Wandlungsprozesse in der Herausbildung der modernen Industriegesellschaft um die Jahrhundertwende (Arbeit, Familie, Bildung)

Einleitung

Anhand der drei Bereiche „Arbeit“, „Familie“ und „Bildung“ gehe ich auf die Wandlungsprozesse ein, die bis zur Jahrhundertwende 19./ 20. Jahrhundert aus der von mittelalterlichen Strukturen geprägten vorindustriellen Gesellschaft die moderne Industriegesellschaft formten.

Arbeit

In der Arbeitswelt steht die Massenproduktion in Fabriken im Vordergrund. Durch den Einsatz von Maschinen wird das Handwerk verdrängt, weil eine effizientere Produktion in arbeitsteiligen Schritten gewährleistet werden kann.

Ein weiterer Unterschied zur vorindustriellen Arbeitsweise ist die räumliche Trennung von Arbeitsplatz und Heim. Während der Handwerker mit seiner Familie bei seiner Werkstatt wohnt, liegen die Fabriken im Zentrum großer Arbeitersiedlungen. Die Fabriken des 19. Jahrhunderts sind durch Dunkelheit, Dreck und ohrenbetäubenden Lärm geprägt; es herrschen äußerst miserable Arbeitsbedingungen.

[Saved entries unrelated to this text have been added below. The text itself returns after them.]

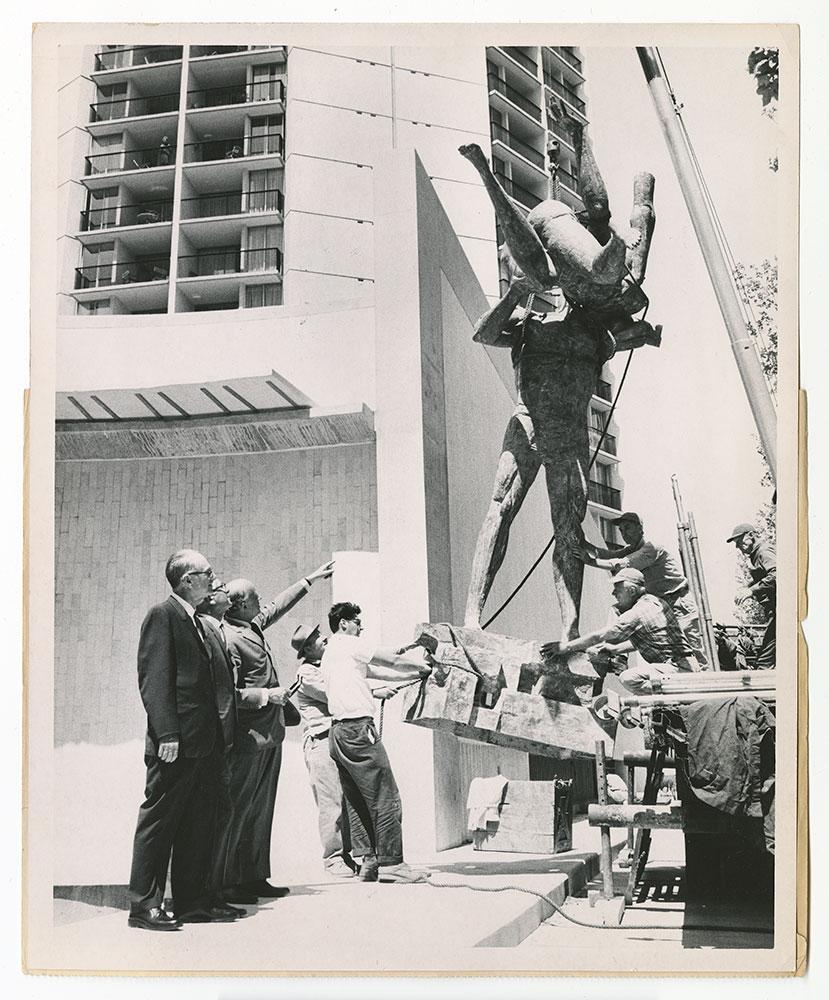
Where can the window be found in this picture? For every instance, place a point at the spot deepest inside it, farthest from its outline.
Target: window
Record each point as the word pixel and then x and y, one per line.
pixel 112 102
pixel 265 135
pixel 107 153
pixel 95 307
pixel 263 248
pixel 263 190
pixel 218 260
pixel 262 295
pixel 97 264
pixel 265 85
pixel 102 207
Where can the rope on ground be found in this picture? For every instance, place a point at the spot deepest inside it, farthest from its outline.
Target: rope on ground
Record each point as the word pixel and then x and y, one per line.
pixel 555 906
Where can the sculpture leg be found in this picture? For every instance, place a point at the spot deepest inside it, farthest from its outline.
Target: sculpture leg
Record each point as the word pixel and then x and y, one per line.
pixel 567 492
pixel 643 219
pixel 524 244
pixel 517 469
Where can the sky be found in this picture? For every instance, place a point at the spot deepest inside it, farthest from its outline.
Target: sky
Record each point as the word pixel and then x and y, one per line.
pixel 683 410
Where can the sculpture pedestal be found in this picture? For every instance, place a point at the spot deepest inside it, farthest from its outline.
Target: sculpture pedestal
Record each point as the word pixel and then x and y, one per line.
pixel 496 689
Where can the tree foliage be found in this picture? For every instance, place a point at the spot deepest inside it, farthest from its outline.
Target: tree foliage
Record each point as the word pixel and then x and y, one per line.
pixel 758 288
pixel 763 65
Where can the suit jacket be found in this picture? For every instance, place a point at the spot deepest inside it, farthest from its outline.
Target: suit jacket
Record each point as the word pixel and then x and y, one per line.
pixel 259 728
pixel 185 683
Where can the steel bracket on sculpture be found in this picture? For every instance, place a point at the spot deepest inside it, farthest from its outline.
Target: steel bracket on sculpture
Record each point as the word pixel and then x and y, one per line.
pixel 497 689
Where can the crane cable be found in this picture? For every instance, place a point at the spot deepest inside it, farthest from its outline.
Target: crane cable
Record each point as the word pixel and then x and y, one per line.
pixel 749 315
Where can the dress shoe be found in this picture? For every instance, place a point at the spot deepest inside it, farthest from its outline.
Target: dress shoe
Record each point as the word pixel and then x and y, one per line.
pixel 217 913
pixel 155 919
pixel 339 869
pixel 264 890
pixel 236 894
pixel 403 874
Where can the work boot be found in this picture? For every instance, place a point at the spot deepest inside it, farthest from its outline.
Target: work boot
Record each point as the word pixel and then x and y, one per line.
pixel 339 869
pixel 368 870
pixel 403 873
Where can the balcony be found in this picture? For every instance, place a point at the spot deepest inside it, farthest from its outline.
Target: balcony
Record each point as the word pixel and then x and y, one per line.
pixel 114 216
pixel 272 89
pixel 521 58
pixel 565 92
pixel 518 193
pixel 130 159
pixel 511 141
pixel 497 85
pixel 608 441
pixel 223 262
pixel 133 107
pixel 220 203
pixel 607 496
pixel 567 54
pixel 203 51
pixel 604 390
pixel 568 178
pixel 122 273
pixel 235 147
pixel 141 55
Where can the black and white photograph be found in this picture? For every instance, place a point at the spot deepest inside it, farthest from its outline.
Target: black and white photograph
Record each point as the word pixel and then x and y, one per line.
pixel 414 566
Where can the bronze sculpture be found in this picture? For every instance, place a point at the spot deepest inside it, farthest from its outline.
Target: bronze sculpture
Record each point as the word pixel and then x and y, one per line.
pixel 557 361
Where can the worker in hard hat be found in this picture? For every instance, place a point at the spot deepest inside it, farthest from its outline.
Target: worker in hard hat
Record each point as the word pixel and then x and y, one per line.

All diese Veränderungen, die sich im Zuge der Industrialisierung ergeben, lassen eine neue gesellschaftliche Schicht entstehen: Das Proletariat.

Familie

Die Industrialisierung verändert nicht das grundsätzliche Konzept von Ehe und Familie. Im Gegenteil: Es ist sogar ein Plus an Familiengründungen zu erkennen, da nun gesellschaftliche Teile der vorindustriellen Zeit wie Handwerkergesellen, Knechte oder Mägde nicht mehr breit vertreten sind; arbeitende Männer und Frauen mit festem Lohn können den Schritt in den Stand der Ehe leichter vollziehen.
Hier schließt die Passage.